In der Langen Straße 10 hatte das Reparatur- und Dienstleistungskombinat „Rediko“ Einzug gehalten, Elektroreparatur sowie Sattlerei- und Lederarbeiten wurden erledigt. Außerdem hatten die Deko-Frauen dort ihr Domizil. Im Geschäft Lange Straße 10 wurde im Februar 1985 ein Schuhladen des Konsums eröffnet.

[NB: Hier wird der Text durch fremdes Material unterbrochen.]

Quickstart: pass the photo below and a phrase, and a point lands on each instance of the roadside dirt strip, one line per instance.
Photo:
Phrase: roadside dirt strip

Als das Kulturprojekt Stadtinsel von der Hansestadt die Lange Straße 10 samt dem dazu gehörenden Hof, dessen Eingang von der Uferstraße aus erreichbar ist, zur Nutzung übergeben bekam, machten sich Vereinsmitglieder mit den Räumlichkeiten vertraut und entdeckten auf dem Dachboden einen riesigen Fundus an Papier. Zig Tausende Dokumente warteten dort darauf, entweder entsorgt oder gesichtet zu werden. Man entschied sich zum Glück für Letzteres. Dank der Förderung durch das Land Sachsen-Anhalt konnten sich die Berliner Künstler Anke Leonhardt, Britta Lehmann und Heinz Sporkhorst intensiv mit dem Material beschäftigen und mit Zeitzeugen sprechen.

Luxussteuer und Mangel

Norbert Kühnel vom Vorstand des Kulturprojektes Stadtinsel begrüßte am Sonntagnachmittag die Besucher auf dem Künstlerhof und übernahm in der szenischen Lesung auch einen kleinen Part. Auf amüsante Weise wurden 150 Jahre Geschichte dargestellt. Dabei spielten Stichworte wie Höflichkeiten, Reklame, Feilschen um Preise, Luxussteuer, Streik, Müll, Mangel und Frauentagsprämie ebenso eine Rolle wie eben ein Pufferdrehstuhl und weitere Möbel, die irgendwie mit denen im „Tresor der Zeitgeschichte“ entdeckten Dokumente zusammenhängen.

Wer sich die Ausstellung anschauen möchte, meldet sich am besten in der Buchstation in der Langen Straße 10.